Electron micrographs of MOR+ small caliber (<1µm) dendrites. Arrowheads indicate examples of granular MOR-ir. (A) A long MOR+ small-caliber dendrite (M-SD) and nearby MOR+ (M–t) or unlabeled (U–t) axon terminals which both form asymmetrical synapses with a MOR+ spine (M-Sp). There is a large-caliber dendrite (M-LD) nearby. (B) Two small-caliber MOR+ dendrites (M-SD), one of which has an unlabeled spine (U-Sp). (C) A small-caliber MOR+ dendrite (M-SD) with an unlabeled spine (U-Sp). Scale bars = 0.5 µm.

Fig 6

Electron micrographs of MOR+ spines. Arrowheads indicate examples of granular MOR-ir. (A) A MOR+ spine (M-Sp) receives an asymmetrical synaptic contact (arrow) from an unlabeled terminal (U–t). (B) A MOR+ spine receives an asymmetrical synaptic contact from an unlabeled terminal (arrow). Three unlabeled spines (asterisks) also receive asymmetrical synaptic contacts from unlabeled terminals. Scale bars = 0.5µm.

Fig. 7

Electron micrographs of various postsynaptic targets of MOR+ terminals.

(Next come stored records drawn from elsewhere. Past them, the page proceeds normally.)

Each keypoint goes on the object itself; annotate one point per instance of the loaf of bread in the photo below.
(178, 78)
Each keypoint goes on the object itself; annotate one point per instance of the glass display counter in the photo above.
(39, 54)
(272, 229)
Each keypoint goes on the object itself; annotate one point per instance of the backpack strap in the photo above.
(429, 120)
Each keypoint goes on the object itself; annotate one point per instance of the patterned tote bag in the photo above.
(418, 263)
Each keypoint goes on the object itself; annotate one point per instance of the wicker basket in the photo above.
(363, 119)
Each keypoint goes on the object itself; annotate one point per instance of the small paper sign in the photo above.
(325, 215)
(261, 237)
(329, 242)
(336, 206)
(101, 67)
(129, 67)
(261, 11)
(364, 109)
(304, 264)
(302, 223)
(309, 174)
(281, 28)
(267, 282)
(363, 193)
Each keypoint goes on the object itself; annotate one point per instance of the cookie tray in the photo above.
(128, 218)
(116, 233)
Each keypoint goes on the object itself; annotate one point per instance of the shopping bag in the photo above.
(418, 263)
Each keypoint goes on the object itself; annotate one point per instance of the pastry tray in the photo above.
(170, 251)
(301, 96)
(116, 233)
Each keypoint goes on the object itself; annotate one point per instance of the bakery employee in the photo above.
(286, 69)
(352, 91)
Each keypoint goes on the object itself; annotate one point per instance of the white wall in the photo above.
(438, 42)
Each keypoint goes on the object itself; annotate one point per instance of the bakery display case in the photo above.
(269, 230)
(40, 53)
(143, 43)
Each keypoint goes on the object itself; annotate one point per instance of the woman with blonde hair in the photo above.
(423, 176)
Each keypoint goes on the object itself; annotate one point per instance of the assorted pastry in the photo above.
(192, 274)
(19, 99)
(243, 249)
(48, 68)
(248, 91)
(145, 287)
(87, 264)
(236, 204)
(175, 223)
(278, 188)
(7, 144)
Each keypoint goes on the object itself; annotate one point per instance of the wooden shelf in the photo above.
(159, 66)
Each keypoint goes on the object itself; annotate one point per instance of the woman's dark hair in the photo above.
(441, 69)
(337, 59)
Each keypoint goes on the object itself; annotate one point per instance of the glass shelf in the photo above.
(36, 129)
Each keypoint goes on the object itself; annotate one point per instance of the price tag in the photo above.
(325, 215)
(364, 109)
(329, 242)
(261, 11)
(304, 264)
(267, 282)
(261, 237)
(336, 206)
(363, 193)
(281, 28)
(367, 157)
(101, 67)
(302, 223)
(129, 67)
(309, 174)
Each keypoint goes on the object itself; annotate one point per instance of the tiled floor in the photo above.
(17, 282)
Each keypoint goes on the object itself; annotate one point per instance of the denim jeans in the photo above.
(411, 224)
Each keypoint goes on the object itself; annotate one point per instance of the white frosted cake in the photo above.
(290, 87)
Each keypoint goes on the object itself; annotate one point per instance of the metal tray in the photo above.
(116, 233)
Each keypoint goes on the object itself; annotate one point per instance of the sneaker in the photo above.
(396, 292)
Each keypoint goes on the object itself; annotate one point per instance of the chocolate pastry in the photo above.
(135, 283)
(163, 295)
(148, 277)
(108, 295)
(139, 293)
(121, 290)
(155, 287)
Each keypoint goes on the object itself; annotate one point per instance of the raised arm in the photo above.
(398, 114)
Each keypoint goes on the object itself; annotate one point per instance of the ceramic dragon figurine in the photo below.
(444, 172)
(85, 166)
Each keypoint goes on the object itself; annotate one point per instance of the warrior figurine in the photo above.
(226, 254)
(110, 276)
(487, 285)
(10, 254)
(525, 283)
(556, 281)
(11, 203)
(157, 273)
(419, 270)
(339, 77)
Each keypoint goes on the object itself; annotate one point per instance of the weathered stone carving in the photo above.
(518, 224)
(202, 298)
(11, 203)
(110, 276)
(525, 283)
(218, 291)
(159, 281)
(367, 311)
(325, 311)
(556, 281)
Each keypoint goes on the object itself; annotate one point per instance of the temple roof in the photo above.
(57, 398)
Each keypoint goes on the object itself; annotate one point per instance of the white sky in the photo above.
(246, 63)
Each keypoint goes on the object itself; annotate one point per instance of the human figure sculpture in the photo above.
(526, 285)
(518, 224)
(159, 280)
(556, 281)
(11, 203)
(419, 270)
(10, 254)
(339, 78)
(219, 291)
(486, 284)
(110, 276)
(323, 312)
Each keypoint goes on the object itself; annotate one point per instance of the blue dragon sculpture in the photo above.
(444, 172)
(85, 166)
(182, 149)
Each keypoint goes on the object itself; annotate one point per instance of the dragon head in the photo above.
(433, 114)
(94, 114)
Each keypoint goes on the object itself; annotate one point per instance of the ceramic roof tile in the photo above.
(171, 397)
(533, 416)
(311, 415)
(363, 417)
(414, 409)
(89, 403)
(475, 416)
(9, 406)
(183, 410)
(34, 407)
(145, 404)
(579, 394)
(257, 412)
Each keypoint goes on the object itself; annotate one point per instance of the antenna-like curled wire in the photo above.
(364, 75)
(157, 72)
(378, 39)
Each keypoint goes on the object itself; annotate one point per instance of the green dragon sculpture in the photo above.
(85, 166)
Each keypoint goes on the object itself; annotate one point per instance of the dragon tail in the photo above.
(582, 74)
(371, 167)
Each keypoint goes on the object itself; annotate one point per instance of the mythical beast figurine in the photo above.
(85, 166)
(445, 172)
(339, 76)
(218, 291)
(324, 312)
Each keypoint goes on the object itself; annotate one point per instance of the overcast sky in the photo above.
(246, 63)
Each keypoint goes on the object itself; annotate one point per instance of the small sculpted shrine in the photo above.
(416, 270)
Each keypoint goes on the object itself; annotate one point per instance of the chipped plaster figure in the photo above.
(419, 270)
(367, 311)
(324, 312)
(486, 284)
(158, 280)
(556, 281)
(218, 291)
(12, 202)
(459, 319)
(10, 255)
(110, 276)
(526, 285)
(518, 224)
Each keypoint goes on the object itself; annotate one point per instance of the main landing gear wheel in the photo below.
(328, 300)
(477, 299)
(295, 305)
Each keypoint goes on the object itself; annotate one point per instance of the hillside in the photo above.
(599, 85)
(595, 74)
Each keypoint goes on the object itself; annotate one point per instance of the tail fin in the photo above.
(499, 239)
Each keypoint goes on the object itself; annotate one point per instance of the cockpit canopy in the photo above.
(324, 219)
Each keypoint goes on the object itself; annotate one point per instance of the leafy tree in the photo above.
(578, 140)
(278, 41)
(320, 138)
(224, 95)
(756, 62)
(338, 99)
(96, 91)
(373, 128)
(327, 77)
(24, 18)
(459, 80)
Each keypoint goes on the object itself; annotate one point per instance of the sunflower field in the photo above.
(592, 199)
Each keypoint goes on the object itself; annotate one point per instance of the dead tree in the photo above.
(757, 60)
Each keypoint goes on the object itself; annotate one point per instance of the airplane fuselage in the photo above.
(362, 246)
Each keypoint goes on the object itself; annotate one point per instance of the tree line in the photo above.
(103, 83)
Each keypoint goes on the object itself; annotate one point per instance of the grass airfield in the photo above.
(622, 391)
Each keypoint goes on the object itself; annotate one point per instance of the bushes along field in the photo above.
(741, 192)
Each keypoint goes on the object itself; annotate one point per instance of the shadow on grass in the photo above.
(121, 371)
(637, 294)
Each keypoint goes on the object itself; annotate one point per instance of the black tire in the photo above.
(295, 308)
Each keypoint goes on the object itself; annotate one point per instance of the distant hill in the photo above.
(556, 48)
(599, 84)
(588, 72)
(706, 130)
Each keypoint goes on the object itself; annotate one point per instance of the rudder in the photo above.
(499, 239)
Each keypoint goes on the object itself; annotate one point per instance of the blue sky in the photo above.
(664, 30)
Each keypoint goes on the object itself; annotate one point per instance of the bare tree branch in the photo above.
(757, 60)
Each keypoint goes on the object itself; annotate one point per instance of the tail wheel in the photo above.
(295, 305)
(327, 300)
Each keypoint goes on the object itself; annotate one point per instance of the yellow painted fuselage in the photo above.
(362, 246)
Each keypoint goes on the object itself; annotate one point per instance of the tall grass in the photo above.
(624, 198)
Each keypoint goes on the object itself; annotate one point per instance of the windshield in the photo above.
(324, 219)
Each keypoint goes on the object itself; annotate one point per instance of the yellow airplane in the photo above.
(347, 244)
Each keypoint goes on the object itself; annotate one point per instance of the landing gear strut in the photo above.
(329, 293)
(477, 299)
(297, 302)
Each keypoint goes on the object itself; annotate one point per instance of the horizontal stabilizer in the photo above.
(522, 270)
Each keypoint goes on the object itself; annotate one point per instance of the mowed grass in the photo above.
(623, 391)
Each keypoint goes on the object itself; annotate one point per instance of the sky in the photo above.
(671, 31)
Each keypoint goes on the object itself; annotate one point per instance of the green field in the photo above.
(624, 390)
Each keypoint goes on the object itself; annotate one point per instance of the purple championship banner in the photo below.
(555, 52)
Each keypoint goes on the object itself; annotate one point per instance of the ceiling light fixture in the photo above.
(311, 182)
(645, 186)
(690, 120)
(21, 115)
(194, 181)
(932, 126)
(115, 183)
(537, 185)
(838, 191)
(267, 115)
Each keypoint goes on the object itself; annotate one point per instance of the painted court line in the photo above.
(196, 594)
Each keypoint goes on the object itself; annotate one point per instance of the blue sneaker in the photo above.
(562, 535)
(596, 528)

Arrowheads indicate examples of granular MOR-ir. (A) A MOR+ terminal (M–t) forms a symmetrical synapse (arrow) with an unlabeled soma (U-So; neuron EM03-2 of Table 1)). There are two MOR+ small-caliber dendrites (M-SD) nearby. (B) A MOR+ terminal (M–t) form a symmetrical synapse (arrow) with a MOR+ small-caliber dendrite (M-SD). (C) Two MOR+ terminals (M–t) form asymmetrical synapses (arrows) with an unlabeled small-caliber dendrite (U-SD), which also receives an asymmetrical synapse (arrow) from an unlabeled terminal (U–t). Multiple asymmetrical synapses are indicative of interneuronal dendrites. (D) A MOR+ terminal (M–t) forms an asymmetrical synapse (arrow) with a MOR+ spine (M-Sp). (E) A MOR+ terminal (M–t) forms an asymmetrical synapse (arrow) with an unlabeled spine (U-Sp). Scale bars = 0.5µm.

Fig. 8

(A) Electron micrograph of a MOR+ axon terminal (M–t) with 3 MOR-ir granules forming a “flat” symmetrical synapse (arrow) with a MOR+ soma (M-So; neuron EM03-1 of Table 1); the MOR-ir was only associated with the Golgi apparatus in this soma, and is not seen in the field shown. To the right of the axon terminal is a glial process with several granules of reaction product. (B) Electron micrograph of an unlabeled axon terminal (U–t) forming an “invaginated” contact with a MOR+ soma (M-So; neuron EM05-1 of Table 1). There are contacts (arrows) on both sides of the invagination that appear to be obliquely-sectioned symmetrical synapses, identified as such due to their association with clusters of synaptic vesicles directly beneath the contacts, and the presence of densities that appear to be of the intracleft type. Scale bar = 0.5µm for both A and B.

Fig. 9

Histogram showing the number of symmetrical (black) or asymmetrical (dark gray) synapses of MOR+ terminals with various MOR+ (+) or MOR-negative (−) structures. So: somata; LD: large-caliber dendrites (≥1µm); SD: small-caliber dendrites (<1µm); Sp: spines. See Table 2 for exact numerical counts.